Birincisi, Kurtuluş Savaşı sırasında Gazi Mustafa Kemal Atatürk tarafından toplanan 1. Maarif Kongresi’nin ikincisi Türk Eğitim-Sen tarafından, Ulus’taki birinci Meclis binasında düzenlendi.
Ulusal Eğitim Bakanı Ziya Selçuk, burada yaptığı konuşmada, birinci Maarif Kongresi’nin Ulusal Çaba devam ederken toplanmasının ve ortada bulunan tahayyülün nasıl bir gelecek tasavvurunu içinde barındırdığının farklı bir kıymeti olduğunu vurguladı.

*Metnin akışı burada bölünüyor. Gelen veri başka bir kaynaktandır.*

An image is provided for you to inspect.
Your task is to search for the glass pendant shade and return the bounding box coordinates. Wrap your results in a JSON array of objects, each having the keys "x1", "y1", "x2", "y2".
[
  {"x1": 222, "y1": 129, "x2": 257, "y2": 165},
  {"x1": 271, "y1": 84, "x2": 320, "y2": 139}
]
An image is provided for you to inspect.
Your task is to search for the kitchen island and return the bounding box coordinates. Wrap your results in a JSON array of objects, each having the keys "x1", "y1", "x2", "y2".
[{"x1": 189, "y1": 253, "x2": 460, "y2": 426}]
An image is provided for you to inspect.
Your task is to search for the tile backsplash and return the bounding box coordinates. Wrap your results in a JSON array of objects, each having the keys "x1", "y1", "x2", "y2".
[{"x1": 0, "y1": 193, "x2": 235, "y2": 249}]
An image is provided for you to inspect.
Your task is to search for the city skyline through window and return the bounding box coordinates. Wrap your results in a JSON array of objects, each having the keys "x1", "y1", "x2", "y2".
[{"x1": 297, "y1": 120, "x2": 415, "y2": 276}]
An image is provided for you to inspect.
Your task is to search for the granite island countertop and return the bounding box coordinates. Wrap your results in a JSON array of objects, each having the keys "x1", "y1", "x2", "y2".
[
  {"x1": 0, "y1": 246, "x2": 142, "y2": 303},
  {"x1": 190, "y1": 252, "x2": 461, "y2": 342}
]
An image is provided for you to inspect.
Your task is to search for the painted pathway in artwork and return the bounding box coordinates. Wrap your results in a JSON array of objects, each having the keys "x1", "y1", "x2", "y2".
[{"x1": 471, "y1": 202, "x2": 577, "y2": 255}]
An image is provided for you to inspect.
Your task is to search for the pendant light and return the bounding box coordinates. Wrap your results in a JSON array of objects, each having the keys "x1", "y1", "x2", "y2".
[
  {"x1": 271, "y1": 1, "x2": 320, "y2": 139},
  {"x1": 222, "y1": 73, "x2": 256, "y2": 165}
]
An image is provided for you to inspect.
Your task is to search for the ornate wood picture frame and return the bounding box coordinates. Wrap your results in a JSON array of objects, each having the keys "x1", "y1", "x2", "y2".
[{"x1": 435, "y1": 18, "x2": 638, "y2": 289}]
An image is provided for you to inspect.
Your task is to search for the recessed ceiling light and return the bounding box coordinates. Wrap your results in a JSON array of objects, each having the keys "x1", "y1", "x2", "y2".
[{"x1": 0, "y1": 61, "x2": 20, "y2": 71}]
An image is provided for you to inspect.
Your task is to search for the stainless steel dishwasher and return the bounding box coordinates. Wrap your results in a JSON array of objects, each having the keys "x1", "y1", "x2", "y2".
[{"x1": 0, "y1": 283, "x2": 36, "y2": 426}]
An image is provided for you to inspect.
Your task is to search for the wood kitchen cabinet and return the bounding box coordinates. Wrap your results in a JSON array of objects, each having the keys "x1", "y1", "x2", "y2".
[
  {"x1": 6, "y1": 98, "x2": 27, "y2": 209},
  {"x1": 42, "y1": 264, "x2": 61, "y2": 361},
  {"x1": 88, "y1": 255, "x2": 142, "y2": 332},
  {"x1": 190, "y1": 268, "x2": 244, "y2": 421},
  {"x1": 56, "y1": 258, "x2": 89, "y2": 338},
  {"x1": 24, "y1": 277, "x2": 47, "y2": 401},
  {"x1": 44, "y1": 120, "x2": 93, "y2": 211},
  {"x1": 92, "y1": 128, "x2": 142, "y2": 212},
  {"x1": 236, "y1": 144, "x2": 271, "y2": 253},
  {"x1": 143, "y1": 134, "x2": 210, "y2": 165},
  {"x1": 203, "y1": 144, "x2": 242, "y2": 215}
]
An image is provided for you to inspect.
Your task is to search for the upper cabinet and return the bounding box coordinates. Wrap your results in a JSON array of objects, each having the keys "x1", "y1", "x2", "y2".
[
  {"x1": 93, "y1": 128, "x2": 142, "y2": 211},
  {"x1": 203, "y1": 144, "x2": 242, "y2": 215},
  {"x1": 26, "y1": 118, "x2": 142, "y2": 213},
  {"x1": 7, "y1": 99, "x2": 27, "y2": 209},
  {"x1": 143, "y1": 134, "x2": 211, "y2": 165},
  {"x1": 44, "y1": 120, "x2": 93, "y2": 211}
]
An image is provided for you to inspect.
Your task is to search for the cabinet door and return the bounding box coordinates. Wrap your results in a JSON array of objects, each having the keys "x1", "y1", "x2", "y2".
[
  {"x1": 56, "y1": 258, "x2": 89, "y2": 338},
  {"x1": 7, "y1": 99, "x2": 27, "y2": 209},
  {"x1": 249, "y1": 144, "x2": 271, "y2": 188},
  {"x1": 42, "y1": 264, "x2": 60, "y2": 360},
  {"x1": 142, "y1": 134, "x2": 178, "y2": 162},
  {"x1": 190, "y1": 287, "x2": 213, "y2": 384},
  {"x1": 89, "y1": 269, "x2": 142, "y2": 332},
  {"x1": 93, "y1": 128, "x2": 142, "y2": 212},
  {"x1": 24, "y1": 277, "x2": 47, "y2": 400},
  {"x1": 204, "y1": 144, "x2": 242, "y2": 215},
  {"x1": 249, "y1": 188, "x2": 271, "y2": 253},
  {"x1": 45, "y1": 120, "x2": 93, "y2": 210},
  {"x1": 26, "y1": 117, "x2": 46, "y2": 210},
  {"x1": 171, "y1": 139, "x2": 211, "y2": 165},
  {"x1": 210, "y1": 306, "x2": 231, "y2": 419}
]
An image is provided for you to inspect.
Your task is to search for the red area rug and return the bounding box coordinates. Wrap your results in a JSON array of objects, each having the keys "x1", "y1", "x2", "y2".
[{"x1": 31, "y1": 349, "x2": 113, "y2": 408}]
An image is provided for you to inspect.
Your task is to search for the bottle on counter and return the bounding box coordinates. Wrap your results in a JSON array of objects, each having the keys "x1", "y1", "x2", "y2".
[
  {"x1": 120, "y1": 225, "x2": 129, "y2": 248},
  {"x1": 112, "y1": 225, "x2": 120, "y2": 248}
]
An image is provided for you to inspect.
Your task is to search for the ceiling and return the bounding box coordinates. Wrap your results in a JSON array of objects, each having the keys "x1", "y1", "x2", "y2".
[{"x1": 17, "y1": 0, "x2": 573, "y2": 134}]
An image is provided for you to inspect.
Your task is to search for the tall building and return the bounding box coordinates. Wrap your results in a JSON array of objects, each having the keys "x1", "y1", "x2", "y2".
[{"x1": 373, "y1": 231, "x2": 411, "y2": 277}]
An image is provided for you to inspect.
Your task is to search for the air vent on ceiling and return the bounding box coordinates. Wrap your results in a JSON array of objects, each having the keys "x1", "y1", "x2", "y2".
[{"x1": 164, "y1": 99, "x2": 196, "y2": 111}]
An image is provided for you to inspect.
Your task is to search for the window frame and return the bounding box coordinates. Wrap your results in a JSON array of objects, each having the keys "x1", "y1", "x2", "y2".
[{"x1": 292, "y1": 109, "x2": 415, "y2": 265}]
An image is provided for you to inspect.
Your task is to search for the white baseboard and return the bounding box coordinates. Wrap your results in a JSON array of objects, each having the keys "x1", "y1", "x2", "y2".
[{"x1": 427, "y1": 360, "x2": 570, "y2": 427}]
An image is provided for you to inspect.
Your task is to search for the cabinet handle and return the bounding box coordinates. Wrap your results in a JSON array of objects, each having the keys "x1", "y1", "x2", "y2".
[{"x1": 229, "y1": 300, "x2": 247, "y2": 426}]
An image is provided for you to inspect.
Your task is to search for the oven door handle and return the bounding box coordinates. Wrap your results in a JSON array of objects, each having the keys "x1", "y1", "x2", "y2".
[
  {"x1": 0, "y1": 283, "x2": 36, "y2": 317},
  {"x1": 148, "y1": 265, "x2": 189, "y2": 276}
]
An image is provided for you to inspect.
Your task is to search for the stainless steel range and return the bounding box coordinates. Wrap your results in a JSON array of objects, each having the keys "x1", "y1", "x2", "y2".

Savaşın ortasında bir an evvel yapılması istenen davranış ve hal ile hareketlerin savaşın kendisiyle alakalı olması icap ederken, problemin çok daha büyük bir perspektiften ele alındığını vurgulayan Selçuk, şöyle konuştu:
“Hatta 25 Kasım 1920’de Meclis’te alınan bir kararla öğretmen ve öğrenciler için askerlik yükümlülükleri de kaldırılıyor. Bu, aslında diğer bir bildiri zira Çanakkale’den itibaren yaşadığımız birçok hadisenin aslında bir devletin geleceğiyle nasıl alakalı olduğunun da bir göstergesi.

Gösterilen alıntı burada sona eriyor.